The OneDrive updater process is scheduled to run once per day already, which ensures that the malware is loaded at least once per day on the system, provided that it is not detected by antivirus software. The malicious actors are adding OneDrive.exe to the startup of the operating system as well to "make persistence even more robust".
When the fake DLL is loaded for the first time, it downloads cryptocurrency mining software to the infected PC system to run it.
"Once loaded into one of the OneDrive processes, the fake secur32.dll downloads open-source cryptocurrency mining software and injects it into legitimate Windows processes."
BitDefender notes that while the attack is limited to cryptocurrency mining currently, the attackers have options to switch to other malicious attacks, including ransomware or spyware deployments.
The security company recommends that OneDrive is installed "per machine" instead of "per user" on Windows machines to avoid the DLL hijacking vulnerability.

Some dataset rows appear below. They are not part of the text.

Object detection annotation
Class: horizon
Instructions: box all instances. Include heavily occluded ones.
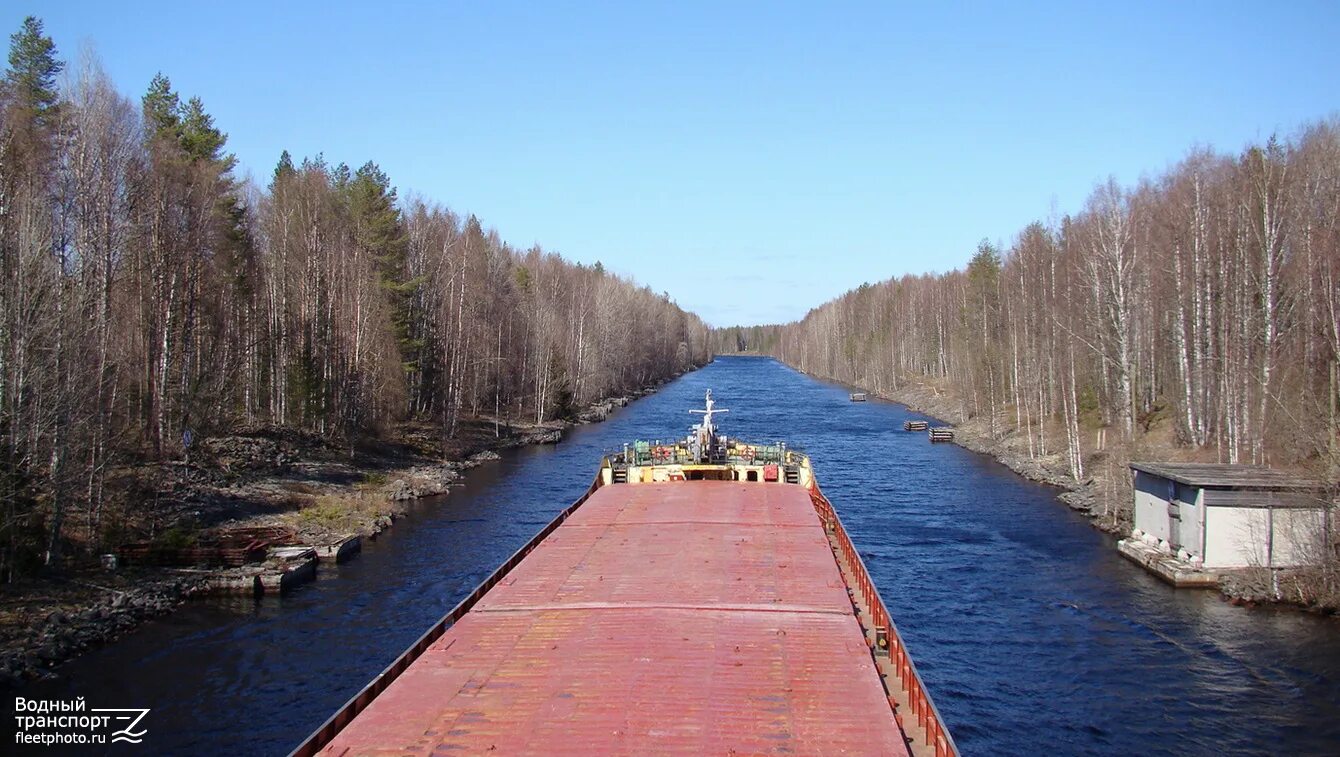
[20,3,1340,328]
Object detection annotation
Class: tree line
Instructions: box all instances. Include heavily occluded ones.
[0,17,709,576]
[714,118,1340,480]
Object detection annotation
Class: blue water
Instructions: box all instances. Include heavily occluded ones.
[19,358,1340,756]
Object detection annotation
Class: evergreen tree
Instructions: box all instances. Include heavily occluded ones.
[4,16,66,121]
[141,72,181,139]
[342,161,422,371]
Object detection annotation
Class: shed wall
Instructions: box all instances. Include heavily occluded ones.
[1205,506,1325,568]
[1135,470,1173,540]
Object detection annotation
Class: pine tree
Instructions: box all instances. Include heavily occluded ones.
[344,161,422,371]
[5,16,66,122]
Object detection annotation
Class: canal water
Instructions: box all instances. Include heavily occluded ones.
[19,358,1340,756]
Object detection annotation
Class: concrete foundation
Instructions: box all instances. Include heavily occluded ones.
[1116,539,1219,588]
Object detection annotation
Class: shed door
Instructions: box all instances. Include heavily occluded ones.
[1168,481,1182,549]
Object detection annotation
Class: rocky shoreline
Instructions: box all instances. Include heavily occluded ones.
[0,376,678,687]
[830,375,1336,615]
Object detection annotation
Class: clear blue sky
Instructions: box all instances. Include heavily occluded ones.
[13,0,1340,326]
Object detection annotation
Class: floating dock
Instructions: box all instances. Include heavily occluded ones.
[1116,539,1221,588]
[927,426,954,442]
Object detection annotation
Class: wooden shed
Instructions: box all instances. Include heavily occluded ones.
[1131,462,1331,569]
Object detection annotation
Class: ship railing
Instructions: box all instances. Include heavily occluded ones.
[809,486,958,757]
[608,445,789,465]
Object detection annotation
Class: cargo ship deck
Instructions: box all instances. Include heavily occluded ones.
[293,393,957,757]
[306,481,910,756]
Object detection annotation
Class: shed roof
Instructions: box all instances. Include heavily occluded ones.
[1131,462,1324,492]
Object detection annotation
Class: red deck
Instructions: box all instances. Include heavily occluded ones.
[323,481,907,757]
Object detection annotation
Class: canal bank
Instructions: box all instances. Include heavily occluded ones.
[771,368,1340,615]
[10,358,1340,757]
[0,376,678,687]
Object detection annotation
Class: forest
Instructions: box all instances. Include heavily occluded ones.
[0,17,709,579]
[714,118,1340,506]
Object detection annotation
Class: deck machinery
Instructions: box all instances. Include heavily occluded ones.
[293,391,958,757]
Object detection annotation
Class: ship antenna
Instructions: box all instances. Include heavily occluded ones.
[689,389,730,462]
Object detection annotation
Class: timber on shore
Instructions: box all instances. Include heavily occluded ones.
[801,371,1336,614]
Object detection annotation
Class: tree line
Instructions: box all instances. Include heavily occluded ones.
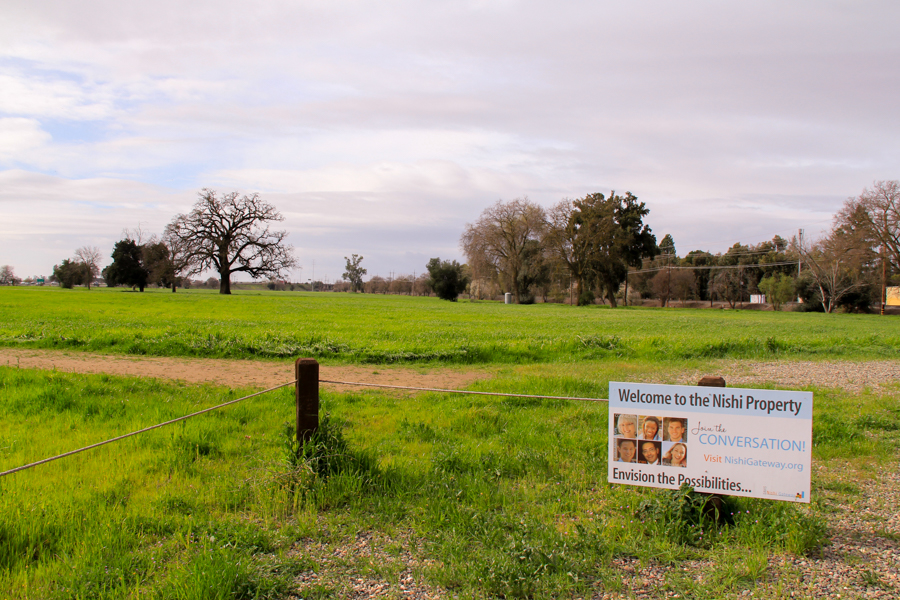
[10,181,900,312]
[46,188,296,294]
[460,181,900,312]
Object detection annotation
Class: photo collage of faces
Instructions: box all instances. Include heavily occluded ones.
[615,414,688,467]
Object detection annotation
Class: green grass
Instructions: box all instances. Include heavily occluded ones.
[0,288,900,599]
[0,365,900,599]
[0,287,900,365]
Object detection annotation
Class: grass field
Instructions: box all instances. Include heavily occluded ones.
[0,289,900,600]
[0,287,900,365]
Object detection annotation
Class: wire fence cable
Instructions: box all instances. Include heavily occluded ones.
[0,379,609,477]
[319,379,609,402]
[0,380,297,477]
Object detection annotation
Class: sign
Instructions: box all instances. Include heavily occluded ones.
[608,382,813,503]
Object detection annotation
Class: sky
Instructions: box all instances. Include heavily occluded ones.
[0,0,900,281]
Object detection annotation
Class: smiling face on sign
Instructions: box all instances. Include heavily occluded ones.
[672,444,687,467]
[641,442,659,465]
[616,415,637,437]
[669,419,684,442]
[618,440,637,462]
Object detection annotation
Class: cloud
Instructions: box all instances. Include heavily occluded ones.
[0,0,900,274]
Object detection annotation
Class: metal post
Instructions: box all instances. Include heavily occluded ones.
[697,375,725,521]
[294,358,319,442]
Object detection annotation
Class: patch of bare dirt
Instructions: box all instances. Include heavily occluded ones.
[0,348,488,390]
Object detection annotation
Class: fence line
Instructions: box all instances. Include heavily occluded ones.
[0,358,609,477]
[0,381,297,477]
[319,379,609,402]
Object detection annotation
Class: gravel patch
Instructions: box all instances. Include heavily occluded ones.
[678,360,900,392]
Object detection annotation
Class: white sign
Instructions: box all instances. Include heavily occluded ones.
[608,382,813,503]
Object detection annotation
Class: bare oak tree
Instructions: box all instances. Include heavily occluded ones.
[165,188,296,294]
[800,229,868,313]
[460,198,545,303]
[836,180,900,269]
[75,246,103,290]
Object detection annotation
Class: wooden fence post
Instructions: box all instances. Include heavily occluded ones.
[294,358,319,442]
[697,375,726,521]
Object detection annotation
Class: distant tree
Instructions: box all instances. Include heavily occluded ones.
[800,227,874,313]
[836,180,900,270]
[75,246,103,290]
[341,254,369,292]
[682,250,716,300]
[759,273,794,310]
[650,269,672,306]
[573,191,659,308]
[53,258,91,289]
[365,275,388,294]
[165,188,296,294]
[427,258,471,302]
[0,265,20,285]
[141,241,175,289]
[460,198,545,303]
[162,227,193,293]
[103,239,150,292]
[659,233,678,264]
[709,267,744,308]
[518,240,552,304]
[672,269,697,305]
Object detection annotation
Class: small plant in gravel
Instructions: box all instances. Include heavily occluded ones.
[637,484,735,547]
[285,412,383,508]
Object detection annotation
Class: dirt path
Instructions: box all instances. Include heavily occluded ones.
[0,348,489,390]
[0,348,900,392]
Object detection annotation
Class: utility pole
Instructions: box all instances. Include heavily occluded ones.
[797,229,803,302]
[881,217,887,316]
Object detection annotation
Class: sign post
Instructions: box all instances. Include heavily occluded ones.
[608,382,813,503]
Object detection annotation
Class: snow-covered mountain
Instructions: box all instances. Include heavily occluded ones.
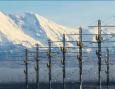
[9,12,78,46]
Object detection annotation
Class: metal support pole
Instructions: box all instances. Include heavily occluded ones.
[24,49,28,89]
[35,44,39,89]
[48,40,52,89]
[62,34,66,89]
[77,27,83,89]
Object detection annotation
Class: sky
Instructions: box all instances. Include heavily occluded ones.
[0,0,115,27]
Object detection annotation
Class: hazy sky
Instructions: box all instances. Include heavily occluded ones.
[0,0,115,27]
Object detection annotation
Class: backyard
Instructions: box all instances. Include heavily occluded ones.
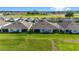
[0,33,79,51]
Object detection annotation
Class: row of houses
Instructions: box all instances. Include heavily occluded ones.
[0,18,79,33]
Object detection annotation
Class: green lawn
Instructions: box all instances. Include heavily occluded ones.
[57,41,79,51]
[0,33,79,51]
[5,13,79,18]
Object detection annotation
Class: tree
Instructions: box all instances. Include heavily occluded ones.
[65,11,74,18]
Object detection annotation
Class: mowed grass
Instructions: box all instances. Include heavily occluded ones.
[5,14,64,18]
[56,41,79,51]
[0,39,52,51]
[5,13,79,18]
[0,33,79,51]
[0,33,79,40]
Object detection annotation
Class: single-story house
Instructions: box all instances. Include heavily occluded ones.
[6,17,16,22]
[31,21,61,33]
[64,23,79,33]
[1,22,28,32]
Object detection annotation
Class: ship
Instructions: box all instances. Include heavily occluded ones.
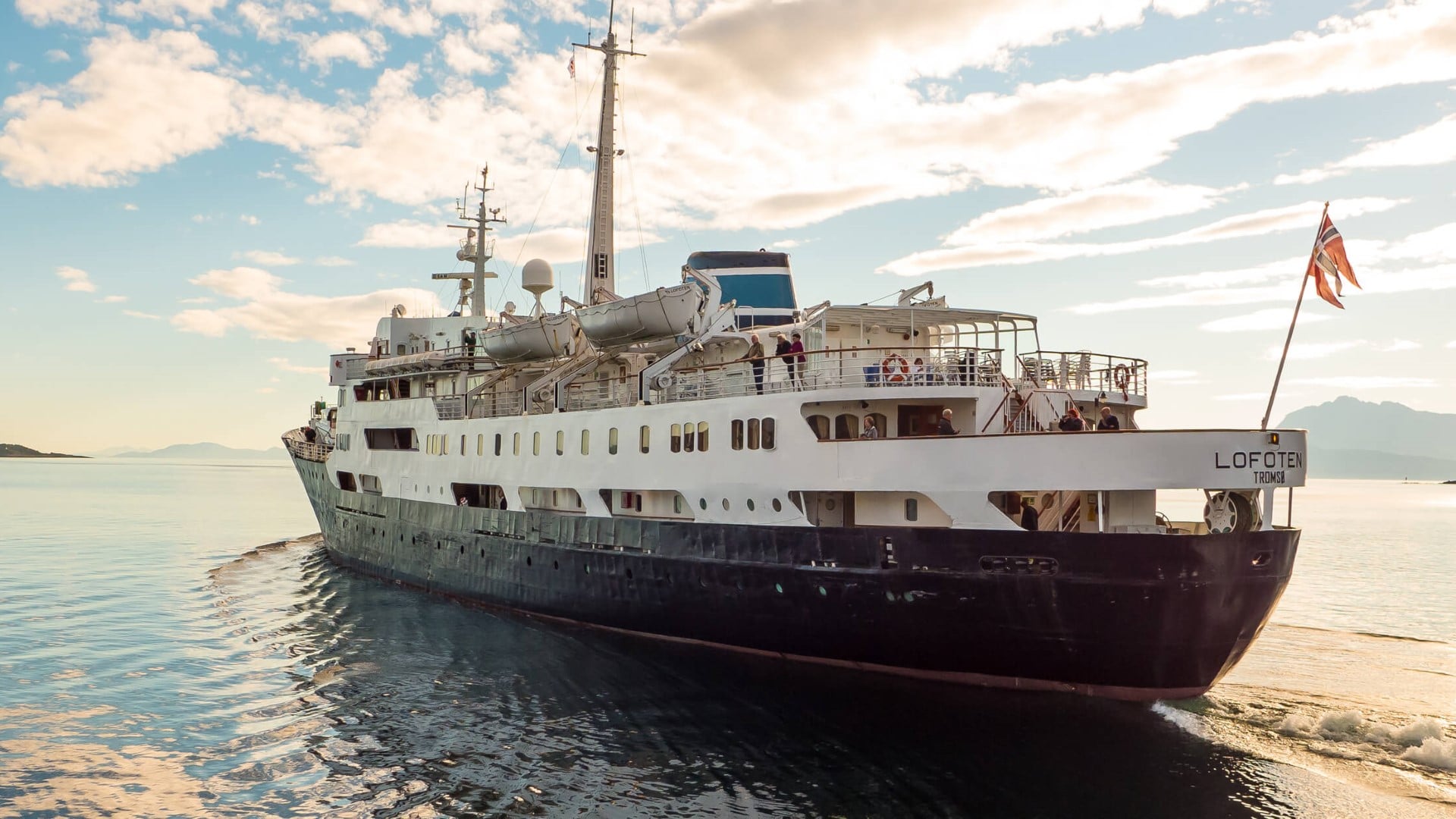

Attackers do need to penetrate Windows PCs successfully in the first place to save the malicious DLL file in the OneDrive user directory. A reliable protection against malicious threats as well as the use of common sense should prevent the attack in the first place.
Windows users and administrators may check the OneDrive installation on Windows PCs to find out if the malicious DLL file has been planted on the system already. To do so, load %LocalAppData%\Microsoft\OneDrive\ in File Explorer and search for the file in the OneDrive directory.